B. ESTOPPEL. The estate also argued that the IRS had an obligation to inform it that the payment extension was request was deficient and to provide an opportunity to amend it, or mitigate the penalty (presumably by prompt payment). By not doing so, the IRS was equitably estopped from asserting the penalty.

However, to assert equitable estoppel successfully, the taxpayer would need to show the government engaged in affirmative misconduct beyond mere negligence (among other required elements). The Court noted that the estate could not show any affirmative misconduct by the IRS, such as a deliberate lie or a pattern of false promises. Indeed, the Court noted there was no IRS conduct at all – simply inaction. Thus, that argument was rejected.

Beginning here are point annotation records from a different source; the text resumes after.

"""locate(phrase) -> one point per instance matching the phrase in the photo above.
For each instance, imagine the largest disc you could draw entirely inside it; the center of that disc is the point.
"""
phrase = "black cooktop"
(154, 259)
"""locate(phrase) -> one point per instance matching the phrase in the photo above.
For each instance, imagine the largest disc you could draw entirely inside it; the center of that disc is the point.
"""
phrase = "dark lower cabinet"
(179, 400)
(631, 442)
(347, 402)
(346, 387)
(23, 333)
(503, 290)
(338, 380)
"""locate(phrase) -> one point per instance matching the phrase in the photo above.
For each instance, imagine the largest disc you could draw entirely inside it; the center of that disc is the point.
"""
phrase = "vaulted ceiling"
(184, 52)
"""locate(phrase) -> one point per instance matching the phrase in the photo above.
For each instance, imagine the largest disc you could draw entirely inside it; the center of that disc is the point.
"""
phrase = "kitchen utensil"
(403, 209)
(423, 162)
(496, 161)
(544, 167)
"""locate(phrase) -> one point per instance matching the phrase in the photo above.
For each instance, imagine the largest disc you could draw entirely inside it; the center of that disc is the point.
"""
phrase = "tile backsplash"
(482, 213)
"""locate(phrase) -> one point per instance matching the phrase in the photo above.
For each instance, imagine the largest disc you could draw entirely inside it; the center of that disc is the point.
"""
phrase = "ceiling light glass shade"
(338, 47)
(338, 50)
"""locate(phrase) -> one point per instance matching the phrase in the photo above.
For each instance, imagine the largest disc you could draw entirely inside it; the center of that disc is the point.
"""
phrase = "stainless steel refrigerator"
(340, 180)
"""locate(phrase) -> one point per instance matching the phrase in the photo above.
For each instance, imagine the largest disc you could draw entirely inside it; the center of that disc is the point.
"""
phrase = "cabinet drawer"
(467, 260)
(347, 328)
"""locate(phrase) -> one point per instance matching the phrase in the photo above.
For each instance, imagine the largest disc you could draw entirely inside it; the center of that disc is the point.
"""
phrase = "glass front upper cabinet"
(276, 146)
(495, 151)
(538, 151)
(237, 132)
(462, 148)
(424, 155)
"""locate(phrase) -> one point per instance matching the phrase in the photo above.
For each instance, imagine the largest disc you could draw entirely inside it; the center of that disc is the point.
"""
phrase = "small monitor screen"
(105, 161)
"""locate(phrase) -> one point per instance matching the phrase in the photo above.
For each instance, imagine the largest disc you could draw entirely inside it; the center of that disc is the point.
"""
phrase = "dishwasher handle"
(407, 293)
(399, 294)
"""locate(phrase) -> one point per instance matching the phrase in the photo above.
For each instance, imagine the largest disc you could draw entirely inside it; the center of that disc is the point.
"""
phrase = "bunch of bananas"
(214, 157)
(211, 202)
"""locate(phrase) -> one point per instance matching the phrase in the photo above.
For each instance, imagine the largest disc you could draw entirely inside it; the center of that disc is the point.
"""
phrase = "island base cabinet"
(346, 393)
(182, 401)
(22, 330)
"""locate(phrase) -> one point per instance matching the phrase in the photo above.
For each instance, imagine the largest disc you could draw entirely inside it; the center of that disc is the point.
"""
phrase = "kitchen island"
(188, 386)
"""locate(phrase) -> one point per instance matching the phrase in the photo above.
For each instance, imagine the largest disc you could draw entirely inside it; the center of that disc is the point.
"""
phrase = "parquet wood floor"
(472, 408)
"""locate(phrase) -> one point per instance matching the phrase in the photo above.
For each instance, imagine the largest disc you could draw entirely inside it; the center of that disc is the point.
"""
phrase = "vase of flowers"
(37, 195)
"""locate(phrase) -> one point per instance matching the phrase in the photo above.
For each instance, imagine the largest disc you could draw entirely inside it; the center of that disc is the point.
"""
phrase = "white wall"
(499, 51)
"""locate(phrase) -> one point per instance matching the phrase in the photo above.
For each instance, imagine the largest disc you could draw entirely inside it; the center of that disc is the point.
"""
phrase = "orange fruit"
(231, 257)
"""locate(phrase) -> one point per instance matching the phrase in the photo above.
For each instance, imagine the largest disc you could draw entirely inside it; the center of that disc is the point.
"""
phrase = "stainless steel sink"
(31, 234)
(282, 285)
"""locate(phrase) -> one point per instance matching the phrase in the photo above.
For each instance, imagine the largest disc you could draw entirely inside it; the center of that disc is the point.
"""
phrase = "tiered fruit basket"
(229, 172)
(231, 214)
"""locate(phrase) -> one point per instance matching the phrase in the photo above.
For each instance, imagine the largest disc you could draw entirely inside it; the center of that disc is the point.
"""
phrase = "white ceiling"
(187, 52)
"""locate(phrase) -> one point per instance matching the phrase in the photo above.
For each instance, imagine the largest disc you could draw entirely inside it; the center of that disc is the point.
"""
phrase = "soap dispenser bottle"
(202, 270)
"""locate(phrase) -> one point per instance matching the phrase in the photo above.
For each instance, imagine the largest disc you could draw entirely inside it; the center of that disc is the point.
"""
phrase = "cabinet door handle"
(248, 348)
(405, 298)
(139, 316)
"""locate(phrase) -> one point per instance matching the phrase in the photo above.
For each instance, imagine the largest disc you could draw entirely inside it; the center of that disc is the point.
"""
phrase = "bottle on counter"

C. REASONABLE CAUSE. Code §6651(a)(2) provides that a late payment penalty will not apply if the failure to pay is “due to reasonable cause and not due to willful neglect.” The estate argued that it acted reasonably because it relied on an accountant to prepare and submit the extension request.

The appellate court noted that it found no cases addressing whether a taxpayer’s reliance on an accountant to obtain an extension of time to pay taxed owed constitutes reasonable cause under Code §6651(a)(2). However, the court noted that in United States v. Boyle, 469 US 241 (1985), the Supreme court denied a reasonable cause defense for reliance on an attorney to timely file an estate tax return when the return was filed late. The appellate court found “no reason to distinguish between reasonable cause for a failure to timely file an estate tax return and reasonable cause for a failure to timely pay an estate tax” and thus disallowed the reasonable cause claim.

COMMENTS/LESSONS

A. Based on this opinion, arguments of reliance on counsel or an accountant to abate a late penalty will be as difficult to prevail upon as a penalty for late filing. Of course, a negligent attorney or the accountant may have liability to the taxpayer for the penalty – but that obviously is not as favorable as to both the taxpayer and the advisors escaping without liability.

B. If you are submitting a Form 4768, fill in all the requisite fields! If an extension for time to pay is included, at a minimum make absolutely sure that a time period is filled in.

C. One can wonder whether both the IRS and the courts came down on so hard on the taxpayer here due to the actual tax due turning out to be over 12 times the size of the estimate of the tax included on the extension form. We will never know, but it is eye-raising and thus may have had some impact on the courts and the IRS. Since interest on an allowed late payment will be based on the actual tax due and not the estimate used on an extension request, there usually is no upside to being stingy with the estimate of tax that will eventually be due other than the possibility that the IRS will be more likely to grant an extension when the estimated tax amount is small.